Sultan Selim Rata Otvorio

Sultan Selim Rata Otvorio
Sultan Selim Rata Otvorio

Parry’nin zamanına dek on beş bin dizeden oluşan bir destanın henüz yazının kullanılmadığı bir kültürde tek seferde kompoze edilemeyeceği, bunun bir tek ortak bir çabayla veya yazıyla mümkün olacağı düşünülüyordu.

Batı kültüründe Homeros’un gerçekte var olup olmadığı yahut meşhur destanların müellifi olup olmadığı tartışmasının sırrını Karadağlı müslüman ve ümmi bir kasap vasıtasıyla çözmüşlerdi. Avdo Mecidoviç, köy kahvehanesinde guslesini çalarken bir yandan da destan söylüyordu. Gençliğinde hem tebaası olduğu hem de ordusunda görev aldığı Osmanlı Devleti’nden eser kalmamıştı. Nispeten uzak bir coğrafyada baba mesleği kasaplığa devam ederken “Sultan Selim harp ilan etti,” diye başlayan destanlarla eski görkemli günleri anıyordu.

Mecidoviç, kendi ortamında kendi hayatını yaşarken gözlüklü, top sakallı bir adam kendisini ziyaret eder. Adam, Boşnak bölgesindeki halk ozanlarını kaydettiğinden bahseder ve ondan da birkaç destan söylemesini ister. Bu kişi, ‘sözlü formül’ ekolünün fikir babası Milman Parry’dir. Parry, yıllar boyu Homeros’un epik eserlerini incelemiş ve bu metinlerde bazı tekrarlar keşfetmiştir. Örneğin destanda Akhilleus, çoğu zaman ‘çabuk ayaklı Akhilleus’ diye anılır. Şafak sökeceği vakit şair sık sık ‘gül parmaklı şafak’ der.
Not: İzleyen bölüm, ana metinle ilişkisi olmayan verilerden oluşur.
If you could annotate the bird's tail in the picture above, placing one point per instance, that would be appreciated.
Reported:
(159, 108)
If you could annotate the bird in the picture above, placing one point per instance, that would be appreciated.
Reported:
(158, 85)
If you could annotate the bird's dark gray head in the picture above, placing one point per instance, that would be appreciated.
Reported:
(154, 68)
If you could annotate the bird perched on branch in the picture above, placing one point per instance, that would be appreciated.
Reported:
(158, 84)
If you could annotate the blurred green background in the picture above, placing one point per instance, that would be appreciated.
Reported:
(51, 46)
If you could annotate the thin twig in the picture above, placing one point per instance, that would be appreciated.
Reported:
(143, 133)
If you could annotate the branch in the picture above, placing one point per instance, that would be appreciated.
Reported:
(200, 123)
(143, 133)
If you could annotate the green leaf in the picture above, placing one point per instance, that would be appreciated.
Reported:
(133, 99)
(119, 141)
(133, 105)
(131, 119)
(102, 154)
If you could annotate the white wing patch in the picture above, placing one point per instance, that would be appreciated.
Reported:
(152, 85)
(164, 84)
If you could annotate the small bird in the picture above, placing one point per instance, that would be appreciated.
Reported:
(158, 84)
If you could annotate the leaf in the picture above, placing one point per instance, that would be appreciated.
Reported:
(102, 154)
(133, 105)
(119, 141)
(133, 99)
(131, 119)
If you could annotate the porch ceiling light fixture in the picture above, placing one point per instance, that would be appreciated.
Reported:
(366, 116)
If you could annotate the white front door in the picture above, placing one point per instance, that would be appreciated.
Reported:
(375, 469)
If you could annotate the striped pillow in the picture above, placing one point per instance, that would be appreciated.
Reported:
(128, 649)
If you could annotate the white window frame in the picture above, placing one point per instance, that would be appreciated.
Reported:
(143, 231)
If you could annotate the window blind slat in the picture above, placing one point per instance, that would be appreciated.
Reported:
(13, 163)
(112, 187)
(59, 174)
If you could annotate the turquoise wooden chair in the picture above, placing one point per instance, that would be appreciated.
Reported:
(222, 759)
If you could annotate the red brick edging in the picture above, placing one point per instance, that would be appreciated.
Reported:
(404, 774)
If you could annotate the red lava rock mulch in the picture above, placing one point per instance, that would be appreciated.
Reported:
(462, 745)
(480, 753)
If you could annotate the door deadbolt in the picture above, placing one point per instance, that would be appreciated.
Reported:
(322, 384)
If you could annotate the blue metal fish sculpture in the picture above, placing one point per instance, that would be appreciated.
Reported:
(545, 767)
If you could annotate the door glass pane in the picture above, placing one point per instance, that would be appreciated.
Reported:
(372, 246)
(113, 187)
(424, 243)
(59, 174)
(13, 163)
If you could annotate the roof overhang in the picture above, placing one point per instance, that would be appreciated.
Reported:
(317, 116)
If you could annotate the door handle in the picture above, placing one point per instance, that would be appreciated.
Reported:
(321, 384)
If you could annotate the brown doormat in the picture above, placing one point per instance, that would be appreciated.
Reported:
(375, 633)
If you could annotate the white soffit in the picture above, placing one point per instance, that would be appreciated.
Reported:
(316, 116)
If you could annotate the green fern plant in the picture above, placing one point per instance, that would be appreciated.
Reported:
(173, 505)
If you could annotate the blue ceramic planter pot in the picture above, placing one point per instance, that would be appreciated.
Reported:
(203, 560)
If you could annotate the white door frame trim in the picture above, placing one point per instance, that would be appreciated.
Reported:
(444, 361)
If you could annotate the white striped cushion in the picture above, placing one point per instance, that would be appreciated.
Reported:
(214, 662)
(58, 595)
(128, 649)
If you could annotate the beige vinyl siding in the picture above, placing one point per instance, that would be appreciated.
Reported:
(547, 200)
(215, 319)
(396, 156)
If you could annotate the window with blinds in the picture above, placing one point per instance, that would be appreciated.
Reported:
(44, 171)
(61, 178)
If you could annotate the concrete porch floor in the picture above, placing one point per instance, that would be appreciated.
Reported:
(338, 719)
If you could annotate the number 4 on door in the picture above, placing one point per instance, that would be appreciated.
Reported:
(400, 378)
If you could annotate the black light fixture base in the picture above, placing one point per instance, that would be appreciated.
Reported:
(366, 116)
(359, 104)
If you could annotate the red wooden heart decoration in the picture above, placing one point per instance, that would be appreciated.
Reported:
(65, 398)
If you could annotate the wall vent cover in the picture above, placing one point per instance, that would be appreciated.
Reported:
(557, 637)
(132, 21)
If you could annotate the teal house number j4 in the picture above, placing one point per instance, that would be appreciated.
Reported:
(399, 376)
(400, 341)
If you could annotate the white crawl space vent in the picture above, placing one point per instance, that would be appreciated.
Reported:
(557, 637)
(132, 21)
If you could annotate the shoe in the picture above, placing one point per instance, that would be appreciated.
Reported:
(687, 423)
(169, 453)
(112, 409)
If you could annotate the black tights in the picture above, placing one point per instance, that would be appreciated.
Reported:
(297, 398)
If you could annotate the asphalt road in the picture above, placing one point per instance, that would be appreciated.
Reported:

Bütün bunlar, destanda kullanılan vezne uygun düşen, anlatımı kolaylaştıran ifadelerdir. Parry’nin zamanına dek on beş bin dizeden oluşan bir destanın henüz yazının kullanılmadığı bir kültürde tek seferde kompoze edilemeyeceği, bunun bir tek ortak bir çabayla veya yazıyla mümkün olacağı düşünülüyordu. Parry de aksi kanaatteydi. Bunu ispatlamak üzere yola çıkan Parry, kendini Mecidoviç’in yanında buldu. Mecidoviç de ona binlerce dizeden oluşan birçok farklı destanı icra etti.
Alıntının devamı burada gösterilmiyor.